If you are feeling trapped, alone or helpless lately, your inner child may be the voice inside crying out for help. It’s a scary place to be in, but consider this: Triggers don’t mean you are broken. They are an invitation to breakthrough. I love my triggers! Like my daughter, it means I am about to conquer my fear!
Our triggers are the sacred ground where we embrace the invitation fear offers us, without judgment and without numbing the pain. But first, we must start from the seat of self-compassion. Only then can we face our pain and humanize it. The only way out of pain is to walk through it.
THE INNER CHILD
“That sounds nice, Karen,” you might say, “but how do I actually change the tape?” I am far from an expert, but I like to believe the universe is simple.

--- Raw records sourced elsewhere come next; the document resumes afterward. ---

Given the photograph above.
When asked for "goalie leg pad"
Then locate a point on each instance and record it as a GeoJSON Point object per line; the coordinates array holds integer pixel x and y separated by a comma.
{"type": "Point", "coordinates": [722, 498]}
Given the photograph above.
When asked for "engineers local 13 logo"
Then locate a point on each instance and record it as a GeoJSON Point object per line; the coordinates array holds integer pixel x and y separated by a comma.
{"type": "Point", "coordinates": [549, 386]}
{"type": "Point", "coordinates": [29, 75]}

Is it possible, that healing our triggers may not look much different than my four-year-old conquering her fear of the dark? What would happen if, the next time fear surfaces, you take a deep breath, step back and observe your inner child from a birds-eye-view?

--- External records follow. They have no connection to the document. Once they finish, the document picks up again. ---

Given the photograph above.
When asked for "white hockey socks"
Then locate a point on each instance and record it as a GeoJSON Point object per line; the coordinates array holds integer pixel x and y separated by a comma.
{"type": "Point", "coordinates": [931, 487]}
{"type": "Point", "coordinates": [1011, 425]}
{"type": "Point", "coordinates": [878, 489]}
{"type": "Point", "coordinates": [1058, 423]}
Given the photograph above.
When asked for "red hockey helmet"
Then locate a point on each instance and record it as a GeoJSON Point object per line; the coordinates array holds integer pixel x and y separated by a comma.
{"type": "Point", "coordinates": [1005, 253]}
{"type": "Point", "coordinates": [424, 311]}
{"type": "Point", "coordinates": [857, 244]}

Can you see him or her? I mean, really see and accept him or her in their darkest pain? You inner child is valuable and worthy to be loved. What does he or she need right now? When you access compassion and truly connect, maybe for the first time, you will intuitively know what he or she needs. Love tells you to crawl through the darkness, reach out, lay a hand on his or her heart and speak to their true identity.
She may have been abandoned, but YOU will not abandon her there. He may feel scared and helpless, but YOU will be present for Him right now.

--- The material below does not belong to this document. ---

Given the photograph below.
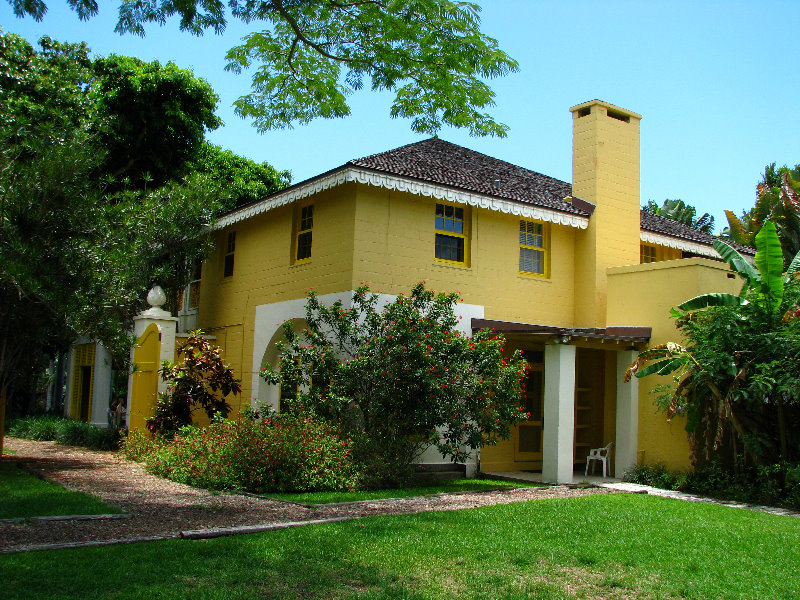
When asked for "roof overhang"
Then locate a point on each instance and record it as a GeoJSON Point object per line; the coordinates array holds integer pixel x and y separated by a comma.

If you can’t find that little boy or girl trapped in the darkness, listen to the voices around you who will remind you of your light. I have been blessed by those friends in my dark season when I couldn’t find myself. Sometimes I had to seek them out; sometimes they found me, but those friends are worth their weight in gold. You will always find your true friends in your darkest season.
Perhaps you are called to be that friend to someone who can’t find his or her light. I promise you, someone in your world needs to hear this: You are not alone. The light inside you far surpasses the darkness that surrounds you.
This is a pivotal moment in history. Humanity is being invited to participate, on a global scale, in elevating the frequency of fear and trauma on the Earth, and it begins with self-compassion. We cannot heal in the Earth what we have not manifested in our own soul.
We are commissioned to heal the brokenhearted, disciple nations and release our light on this planet. That’s a tall order: Either it’s a cruel and impossible task, or you are more powerful than you could possibly imagine.
“Arise, shine, for your light has come, and the glory of the Lord rises upon you.
See, darkness covers the earth and thick darkness is over the peoples, but the Lord rises upon you and his glory appears over you. Nations will come to your light, and kings to the brightness of your dawn. Lift up your eyes and look about you.” Isaiah 60:1-4a
Look up, child. On the other side of fear, Father God is giving you a high-five.